Tom McCrumm of South Face Farm has a deep reverence for the art and the history of maple sugaring. “Maple sugar is the original food crop of North America,” he explains, noting that both wheat and corn were imports to this continent. There was a time when schools were closed for the first week or two of sugaring season because everyone was out tapping the trees. Talking to McCrumm, you begin to believe he wishes this were still the case. “What’s not to like about maple sugaring?” he asks. “It’s magic. You drill a hole in a tree and a tasteless, colorless liquid comes out and you boil it into maple syrup.”
Yet even McCrumm acknowledges that while maple sugaring is simple, the industry is challenging.
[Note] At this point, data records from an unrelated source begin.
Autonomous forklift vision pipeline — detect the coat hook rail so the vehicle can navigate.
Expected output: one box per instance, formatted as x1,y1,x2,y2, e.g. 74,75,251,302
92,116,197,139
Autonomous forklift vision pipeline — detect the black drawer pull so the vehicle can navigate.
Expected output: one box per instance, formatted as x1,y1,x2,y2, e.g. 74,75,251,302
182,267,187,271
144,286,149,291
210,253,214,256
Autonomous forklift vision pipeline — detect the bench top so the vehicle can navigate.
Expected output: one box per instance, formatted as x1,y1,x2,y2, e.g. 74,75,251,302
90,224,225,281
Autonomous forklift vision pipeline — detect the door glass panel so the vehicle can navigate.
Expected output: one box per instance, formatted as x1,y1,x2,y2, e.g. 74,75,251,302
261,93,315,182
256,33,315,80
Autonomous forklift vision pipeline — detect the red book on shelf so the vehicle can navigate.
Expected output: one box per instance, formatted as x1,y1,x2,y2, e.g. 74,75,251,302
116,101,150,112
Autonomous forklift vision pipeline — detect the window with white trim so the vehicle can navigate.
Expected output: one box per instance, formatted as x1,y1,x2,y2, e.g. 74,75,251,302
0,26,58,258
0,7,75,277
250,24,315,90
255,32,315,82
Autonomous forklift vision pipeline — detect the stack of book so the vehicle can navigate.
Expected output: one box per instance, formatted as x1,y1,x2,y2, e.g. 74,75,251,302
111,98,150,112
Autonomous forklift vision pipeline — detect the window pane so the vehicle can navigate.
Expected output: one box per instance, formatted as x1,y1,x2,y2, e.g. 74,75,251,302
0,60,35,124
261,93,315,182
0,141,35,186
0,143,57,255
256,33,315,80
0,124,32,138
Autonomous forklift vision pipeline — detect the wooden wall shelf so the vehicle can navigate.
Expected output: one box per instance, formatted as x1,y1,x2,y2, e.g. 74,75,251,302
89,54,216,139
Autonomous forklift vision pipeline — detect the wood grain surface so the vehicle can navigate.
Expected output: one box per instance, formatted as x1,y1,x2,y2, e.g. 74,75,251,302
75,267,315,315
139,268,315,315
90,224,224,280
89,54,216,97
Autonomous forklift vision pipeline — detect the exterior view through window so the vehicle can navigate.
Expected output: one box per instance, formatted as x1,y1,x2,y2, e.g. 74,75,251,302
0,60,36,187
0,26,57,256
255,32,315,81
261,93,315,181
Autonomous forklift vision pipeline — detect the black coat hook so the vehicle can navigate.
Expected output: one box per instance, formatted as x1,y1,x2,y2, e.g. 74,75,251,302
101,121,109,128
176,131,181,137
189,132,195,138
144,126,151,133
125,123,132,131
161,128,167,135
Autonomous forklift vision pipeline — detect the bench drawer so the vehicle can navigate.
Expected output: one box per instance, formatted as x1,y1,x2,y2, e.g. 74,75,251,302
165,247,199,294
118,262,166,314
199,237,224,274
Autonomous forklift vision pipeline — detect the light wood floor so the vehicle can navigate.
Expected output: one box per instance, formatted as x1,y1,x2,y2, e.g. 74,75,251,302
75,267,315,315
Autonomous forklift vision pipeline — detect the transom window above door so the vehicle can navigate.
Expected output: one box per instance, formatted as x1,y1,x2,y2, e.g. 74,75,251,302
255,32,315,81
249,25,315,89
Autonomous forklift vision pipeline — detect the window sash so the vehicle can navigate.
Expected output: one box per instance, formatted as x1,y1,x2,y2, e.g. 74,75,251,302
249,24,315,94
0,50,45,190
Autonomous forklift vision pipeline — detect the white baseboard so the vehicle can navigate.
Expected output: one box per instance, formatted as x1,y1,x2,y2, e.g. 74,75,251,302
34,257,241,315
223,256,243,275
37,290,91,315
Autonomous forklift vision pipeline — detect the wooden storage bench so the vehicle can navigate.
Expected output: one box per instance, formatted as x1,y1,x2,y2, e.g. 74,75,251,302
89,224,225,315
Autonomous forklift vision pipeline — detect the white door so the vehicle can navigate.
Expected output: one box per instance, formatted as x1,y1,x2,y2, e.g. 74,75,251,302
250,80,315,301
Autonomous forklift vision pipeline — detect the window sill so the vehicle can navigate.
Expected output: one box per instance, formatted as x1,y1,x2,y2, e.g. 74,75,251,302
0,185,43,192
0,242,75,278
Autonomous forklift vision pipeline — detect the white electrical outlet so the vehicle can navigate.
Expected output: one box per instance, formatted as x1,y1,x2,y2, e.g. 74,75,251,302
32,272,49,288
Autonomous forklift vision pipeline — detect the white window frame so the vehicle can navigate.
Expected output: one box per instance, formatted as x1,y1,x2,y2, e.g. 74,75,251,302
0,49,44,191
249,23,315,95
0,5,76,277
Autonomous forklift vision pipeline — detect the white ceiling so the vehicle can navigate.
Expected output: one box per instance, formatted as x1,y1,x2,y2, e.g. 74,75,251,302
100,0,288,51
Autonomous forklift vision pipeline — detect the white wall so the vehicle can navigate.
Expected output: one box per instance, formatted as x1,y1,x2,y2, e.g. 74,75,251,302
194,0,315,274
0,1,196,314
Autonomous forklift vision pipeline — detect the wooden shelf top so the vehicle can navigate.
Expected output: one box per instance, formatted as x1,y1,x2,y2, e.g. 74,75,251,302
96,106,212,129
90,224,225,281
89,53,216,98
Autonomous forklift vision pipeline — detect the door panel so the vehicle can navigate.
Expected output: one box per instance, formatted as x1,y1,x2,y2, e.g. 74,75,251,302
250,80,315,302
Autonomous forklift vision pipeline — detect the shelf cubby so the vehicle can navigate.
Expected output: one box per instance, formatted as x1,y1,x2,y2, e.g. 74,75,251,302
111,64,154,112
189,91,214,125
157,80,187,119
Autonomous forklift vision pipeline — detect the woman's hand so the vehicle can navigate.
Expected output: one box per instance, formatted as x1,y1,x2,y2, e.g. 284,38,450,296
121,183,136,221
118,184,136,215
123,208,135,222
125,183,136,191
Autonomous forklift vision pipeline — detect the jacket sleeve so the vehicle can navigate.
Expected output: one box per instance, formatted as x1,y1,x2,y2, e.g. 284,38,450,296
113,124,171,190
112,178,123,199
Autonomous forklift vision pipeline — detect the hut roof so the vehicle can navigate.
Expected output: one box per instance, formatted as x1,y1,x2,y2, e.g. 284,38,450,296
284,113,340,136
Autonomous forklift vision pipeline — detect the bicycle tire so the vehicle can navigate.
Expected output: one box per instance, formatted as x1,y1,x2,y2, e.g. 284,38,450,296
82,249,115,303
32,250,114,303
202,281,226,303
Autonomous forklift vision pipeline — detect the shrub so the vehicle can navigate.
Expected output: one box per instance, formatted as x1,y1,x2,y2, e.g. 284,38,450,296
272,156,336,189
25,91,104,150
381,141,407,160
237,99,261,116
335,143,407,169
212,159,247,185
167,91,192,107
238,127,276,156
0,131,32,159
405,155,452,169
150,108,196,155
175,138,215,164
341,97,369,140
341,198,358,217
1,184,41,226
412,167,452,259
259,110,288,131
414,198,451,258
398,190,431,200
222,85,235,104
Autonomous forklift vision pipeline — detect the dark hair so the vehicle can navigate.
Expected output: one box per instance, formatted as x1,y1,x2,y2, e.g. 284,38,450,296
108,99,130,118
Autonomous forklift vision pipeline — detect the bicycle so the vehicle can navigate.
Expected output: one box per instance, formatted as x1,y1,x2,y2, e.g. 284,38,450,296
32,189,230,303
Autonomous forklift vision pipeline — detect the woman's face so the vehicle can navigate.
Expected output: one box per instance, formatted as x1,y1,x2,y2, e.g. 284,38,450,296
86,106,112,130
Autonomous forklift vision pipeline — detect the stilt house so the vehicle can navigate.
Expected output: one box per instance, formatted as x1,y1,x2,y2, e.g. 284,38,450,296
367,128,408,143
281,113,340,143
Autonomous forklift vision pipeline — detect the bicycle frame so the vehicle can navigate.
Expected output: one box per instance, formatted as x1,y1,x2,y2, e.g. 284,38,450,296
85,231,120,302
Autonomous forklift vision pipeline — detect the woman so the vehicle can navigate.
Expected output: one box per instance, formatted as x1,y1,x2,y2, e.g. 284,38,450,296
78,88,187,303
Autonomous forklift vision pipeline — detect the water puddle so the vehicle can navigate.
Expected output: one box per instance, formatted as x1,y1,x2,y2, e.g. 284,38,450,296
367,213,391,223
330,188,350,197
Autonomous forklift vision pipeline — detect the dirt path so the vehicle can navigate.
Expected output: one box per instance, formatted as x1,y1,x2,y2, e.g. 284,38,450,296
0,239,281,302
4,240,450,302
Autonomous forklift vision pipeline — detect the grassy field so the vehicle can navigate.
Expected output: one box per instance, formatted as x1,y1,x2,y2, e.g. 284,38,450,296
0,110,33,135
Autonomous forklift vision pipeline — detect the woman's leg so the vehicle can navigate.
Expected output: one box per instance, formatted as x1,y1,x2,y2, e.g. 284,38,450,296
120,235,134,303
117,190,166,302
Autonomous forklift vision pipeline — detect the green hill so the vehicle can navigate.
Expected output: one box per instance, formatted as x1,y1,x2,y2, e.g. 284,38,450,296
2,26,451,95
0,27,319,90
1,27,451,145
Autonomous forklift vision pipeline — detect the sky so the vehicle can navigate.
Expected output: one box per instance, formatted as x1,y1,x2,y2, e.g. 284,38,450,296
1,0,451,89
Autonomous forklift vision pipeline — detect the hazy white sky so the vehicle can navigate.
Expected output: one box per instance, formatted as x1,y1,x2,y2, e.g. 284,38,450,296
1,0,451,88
It uses a lot of energy, lasts maybe six weeks a year, and is dependent on the vicissitudes of weather, as well as the farmer’s ability to market his or her product. Fortunately McCrumm knows how to make things work. “You give me a pocket knife and a paperclip and I can fix most anything,” he says. McCrumm’s South Face farm sugarhouse is a tradition in the lives of many families, who return for pancakes, fritters, and maple syrup season after season.
By the time McCrumm and his wife, Judy Haupt, bought South Face in 1984, McCrumm had seen his fair share of maple sugar farms, enough to know what worked and what didn’t. McCrumm started out working on a friend’s farm in Vermont, and later bought some land in the mountains of Virginia, where he tapped a few trees and boiled sap on his stove top while continuing to work with other maple sugar producers. McCrumm quickly assessed what he needed to do when he finally started his own maple sugaring business. “I knew I didn’t want to just make maple syrup but also wanted to have a roadside attraction, sugar house, restaurant, some way to directly market to the consumer.” Not only did McCrumm see this as the way to make a profit in the maple industry, he also saw how this kind of agritourism fit into the history of maple sugar production in America. “The maple syrup business has been doing this pretty much forever because it’s such a short term, magical, traditional process.”
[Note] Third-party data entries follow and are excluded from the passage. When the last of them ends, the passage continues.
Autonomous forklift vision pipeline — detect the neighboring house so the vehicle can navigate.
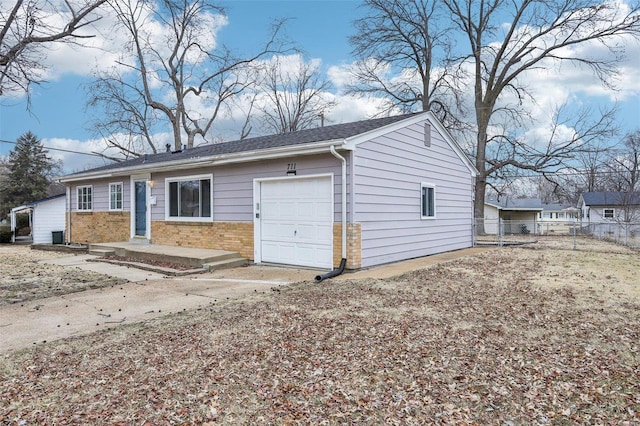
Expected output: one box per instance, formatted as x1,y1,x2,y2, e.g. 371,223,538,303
483,197,543,234
578,191,640,223
536,203,579,234
59,111,477,270
10,193,66,244
539,204,579,222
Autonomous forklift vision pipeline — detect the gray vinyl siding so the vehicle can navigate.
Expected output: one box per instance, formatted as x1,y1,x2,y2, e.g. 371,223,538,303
71,178,131,211
353,121,474,267
150,154,346,222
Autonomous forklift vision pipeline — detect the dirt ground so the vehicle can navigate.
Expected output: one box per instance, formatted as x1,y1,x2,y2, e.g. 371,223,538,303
1,236,639,424
0,246,128,305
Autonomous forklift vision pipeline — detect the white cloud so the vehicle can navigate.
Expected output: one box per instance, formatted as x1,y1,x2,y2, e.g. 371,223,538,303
44,137,114,175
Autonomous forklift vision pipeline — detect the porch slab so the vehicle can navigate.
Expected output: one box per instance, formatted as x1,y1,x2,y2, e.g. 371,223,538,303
88,242,247,270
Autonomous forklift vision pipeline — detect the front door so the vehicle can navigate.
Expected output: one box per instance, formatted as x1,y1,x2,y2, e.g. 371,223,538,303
134,181,147,237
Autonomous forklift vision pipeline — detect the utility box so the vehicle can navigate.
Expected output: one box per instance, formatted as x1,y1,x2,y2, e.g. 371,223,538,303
52,231,64,244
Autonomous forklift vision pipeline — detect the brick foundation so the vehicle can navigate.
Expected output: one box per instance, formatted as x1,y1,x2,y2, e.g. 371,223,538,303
69,212,130,244
68,213,362,269
151,221,254,260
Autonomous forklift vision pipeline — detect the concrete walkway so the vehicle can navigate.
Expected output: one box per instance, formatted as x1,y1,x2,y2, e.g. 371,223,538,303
0,247,490,353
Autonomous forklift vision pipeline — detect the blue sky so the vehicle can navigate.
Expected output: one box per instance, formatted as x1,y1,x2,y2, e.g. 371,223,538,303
0,1,363,171
1,0,639,173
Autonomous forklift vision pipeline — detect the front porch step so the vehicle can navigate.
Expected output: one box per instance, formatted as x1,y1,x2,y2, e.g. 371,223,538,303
203,257,249,271
88,243,247,270
89,248,116,257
McCrumm moved to Massachusetts in the early 1980s to be with Haupt, his high school sweetheart. Shortly after they bought South Face, they set to work to make the business their own. The land had long been used for maple sugaring. Some of the trees on the property had been tapped for at least a hundred years, and the tumbled remains of several old sugarhouses were scattered throughout the woods. The land also came with the august influence of Linwood Lesure, an innovator in the maple industry who previously owned the property and sold Christmas trees and maple syrup for years, establishing a ready consumer base for McCrumm and Haupt.
McCrumm’s South Face Farm syrup was first available in 1986. After that first season, McCrumm took “my farmer’s hat off, put my marketing hat on and started beating the streets.” Out of respect for established maple producers, McCrumm took his wares to farm stands and stores outside of the Pioneer Valley and focused on places that were not already selling Massachusetts maple syrup. As he developed a consumer base, he and Haupt also set to work establishing the sugarhouse restaurant, which opened for business in 1987. The restaurant is now incredibly successful. On busy weekends, South Face serves up to 700 people. “We are particularly known for our fritters and French toast,” says Haupt, but their menu hosts a bevy of delicious breakfast treats begging for maple syrup and maple cream, as well as eggs, bacon, sausage, maple milkshakes, and maple sugar donuts. Increased energy and production efficiency have also helped assure the business’ success.
After 28 years in business, McCrumm is ready to wind down. The South Face Sugarhouse restaurant will be closing its doors after this year. But McCrumm is not ready to give up sugaring entirely. He will probably be tapping trees for many years to come. “Yesterday I was in the woods,” he describes. “A friend was helping me and the snow was deep and firm. We were heading back to the house, the sun was setting and the snow was white and all the sap lines were tight and I said, ‘I love this time of year.’” Then, perhaps as a reflection of the varied nature of maple sugar season, the peaceful time in the woods and the active, boisterous weekends at the sugarhouse restaurant, McCrumm’s tone shifts and he adds, “I’m a grown man and I get to play in the woods all day. Plus, I’m making something magic.”